Using infrared signals and RABV to visualize integration of new neurons into adult brains

Research Areas:

Cell biology, Neurobiology, Mouse models

Imaging Needs:

Sensitivity to infrared wavelengths

Imaging System:
  • Zeiss Axioskop FS with DIC (differential interference contrast optical device)
  • Zeiss fluorescence filter sets (set 38, 495/525 nm; set 20HE, 560/ 607 nm)
  • Hamamatsu ORCA-R2 infrared-sensitive CCD
Understanding the brain

New imaging techniques are promising to reveal more about neural connectivities in the brain than ever before. See how Misha Ahrens, Philipp Keller and colleagues use lightsheet microscopy to visualize intact, living zebrafish brain in real time. Read now.

THE QUESTION

How do newly made neurons integrate into the adult brain?

Regions of the mammalian brain are constantly being remodeled through the incorporation of newly formed neurons, even in adult brains. How do these new neurons come on-line? What existing neurons do they connect with and how does link-up proceed?

THE BARRIERS

Tracking neural connectivities had been challenging, until the 2007 development of a pseudotyped rabies virus (RABV). Wildtype RABV is transmitted from neuron to neuron via synapses, and can easily travel to multiple neurons. Wickersham, et al,1 developed a mutant RABV that was missing the proteins needed for transmission across the synapse, thus controlling the spread.
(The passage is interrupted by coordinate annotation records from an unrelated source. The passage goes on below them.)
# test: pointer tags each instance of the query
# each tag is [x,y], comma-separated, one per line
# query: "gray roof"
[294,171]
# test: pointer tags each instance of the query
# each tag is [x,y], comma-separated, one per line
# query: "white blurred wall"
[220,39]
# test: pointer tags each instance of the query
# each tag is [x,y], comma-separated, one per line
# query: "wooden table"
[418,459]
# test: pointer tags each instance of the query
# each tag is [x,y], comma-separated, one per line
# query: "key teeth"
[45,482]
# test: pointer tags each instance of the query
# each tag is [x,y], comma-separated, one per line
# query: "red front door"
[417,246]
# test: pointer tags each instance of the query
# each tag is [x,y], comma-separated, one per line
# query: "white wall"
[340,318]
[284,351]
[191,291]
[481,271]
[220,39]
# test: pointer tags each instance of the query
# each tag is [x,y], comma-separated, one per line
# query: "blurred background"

By initially infecting a small population of neurons with the RABV mutant, and supplying the missing proteins in trans, Wickersham, et al,1 were able to limit the spread of the virus to a single round, allowing identification of the neurons immediately connected to the initial cell.
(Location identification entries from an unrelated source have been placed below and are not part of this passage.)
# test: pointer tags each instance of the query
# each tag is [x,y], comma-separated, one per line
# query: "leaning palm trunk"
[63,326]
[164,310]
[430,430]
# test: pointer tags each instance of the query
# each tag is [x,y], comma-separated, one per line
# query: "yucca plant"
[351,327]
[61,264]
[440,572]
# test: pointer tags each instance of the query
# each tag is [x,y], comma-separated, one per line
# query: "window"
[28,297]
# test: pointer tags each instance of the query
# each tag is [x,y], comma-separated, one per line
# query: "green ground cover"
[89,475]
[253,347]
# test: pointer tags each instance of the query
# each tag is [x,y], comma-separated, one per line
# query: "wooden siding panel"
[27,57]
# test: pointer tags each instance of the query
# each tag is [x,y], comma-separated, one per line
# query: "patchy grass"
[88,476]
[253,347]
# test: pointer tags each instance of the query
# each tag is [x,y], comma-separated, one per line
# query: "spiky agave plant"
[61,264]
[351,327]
Subsequent researchers took advantage of this construct to identify the partners of newly developed neurons in the dentate gyrus (DG) and olfactory bulb (OB) of adult mice, but did not investigate connectivity in the early stages of integration.

THE SOLUTION

Retrograde monosynaptic tracing reveals the temporal evolution of inputs onto new neurons in the adult dentate gyrus and olfactory bulb
Aditi Deshpande, Matteo Bergami, Alexander Ghanem, Karl-Klaus Conzelmann, Alexandra Lepier, Magdalena Götz, Benedikt Berninger
Proc Natl Acad Sci U S A. 2013 March 19; 110(12): E1152–E1161. PMCID: PMC3607028.
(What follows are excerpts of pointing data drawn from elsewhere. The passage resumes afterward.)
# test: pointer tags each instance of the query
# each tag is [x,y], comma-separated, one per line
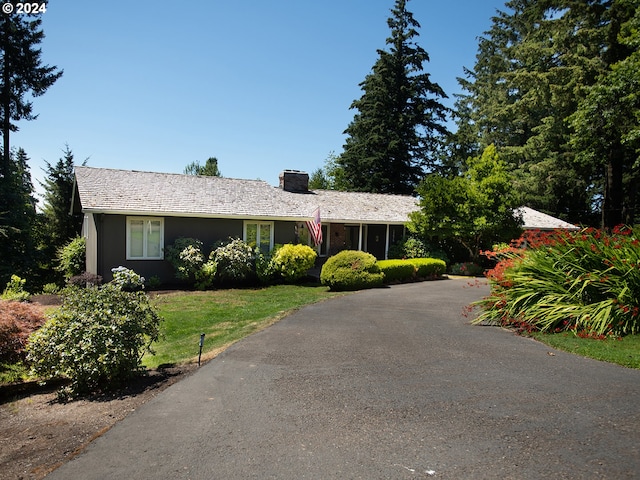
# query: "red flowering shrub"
[587,282]
[17,321]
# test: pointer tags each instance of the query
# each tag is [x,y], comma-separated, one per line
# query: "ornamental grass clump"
[587,282]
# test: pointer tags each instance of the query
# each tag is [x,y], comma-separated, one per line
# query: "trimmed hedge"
[351,270]
[411,269]
[397,270]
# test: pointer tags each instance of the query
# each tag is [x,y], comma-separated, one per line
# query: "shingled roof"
[126,192]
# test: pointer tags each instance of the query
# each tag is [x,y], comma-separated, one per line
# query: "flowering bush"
[17,321]
[206,275]
[587,282]
[292,262]
[97,338]
[186,256]
[127,279]
[235,261]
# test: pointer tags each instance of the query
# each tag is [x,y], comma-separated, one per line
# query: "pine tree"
[534,68]
[17,217]
[400,121]
[60,225]
[210,168]
[607,122]
[22,72]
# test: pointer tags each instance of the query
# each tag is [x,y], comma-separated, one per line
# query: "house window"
[259,235]
[145,238]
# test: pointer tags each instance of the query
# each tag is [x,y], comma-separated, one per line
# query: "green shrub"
[292,262]
[428,267]
[97,338]
[351,270]
[397,270]
[411,247]
[186,257]
[72,258]
[15,290]
[235,262]
[17,321]
[587,282]
[466,268]
[50,289]
[265,269]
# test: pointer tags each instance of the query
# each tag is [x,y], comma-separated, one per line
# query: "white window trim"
[144,243]
[258,222]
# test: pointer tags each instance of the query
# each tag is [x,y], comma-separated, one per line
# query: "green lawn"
[624,351]
[224,316]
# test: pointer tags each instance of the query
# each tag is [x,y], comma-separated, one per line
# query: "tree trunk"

Deshpande, et al,2 adapted the RABV-based monosynaptic tracing technique to target adult-generated neurons for primary RABV infection. Using a Hamamatsu ORCA-R2 camera to detect neurons via infrared wavelengths, they were able to show that newly formed neurons in both the DG and OB integrate first into the local circuit before being incorporated into long-range connections, and suggest that integration may involve a similar sequence of events in other parts of the brain.

THE POSSIBILITIES

Deshpande, et al,2 took advantage of new technology to generate novel insights into a long-standing question. Learn about how even newer lightsheet microscopy technology, supported by Hamamatsu’s ORCA-Flash4.0 camera and pioneered by Misha Ahrens, Philipp Keller, and colleagues, is poised to shed even more light into how the brain works—read Seeing the Living Brain.

References

  1. Wickersham, et al. Monosynaptic restriction of transsynaptic tracing from single, genetically targeted neurons. Neuron. 2007 Mar 1;53(5):639-47. PMCID: PMC2629495.
  2. Deshpande, et al. Retrograde monosynaptic tracing reveals the temporal evolution of inputs onto new neurons in the adult dentate gyrus and olfactory bulb. Proc Natl Acad Sci U S A. 2013 March 19; 110(12): E1152–E1161. PMCID: PMC3607028.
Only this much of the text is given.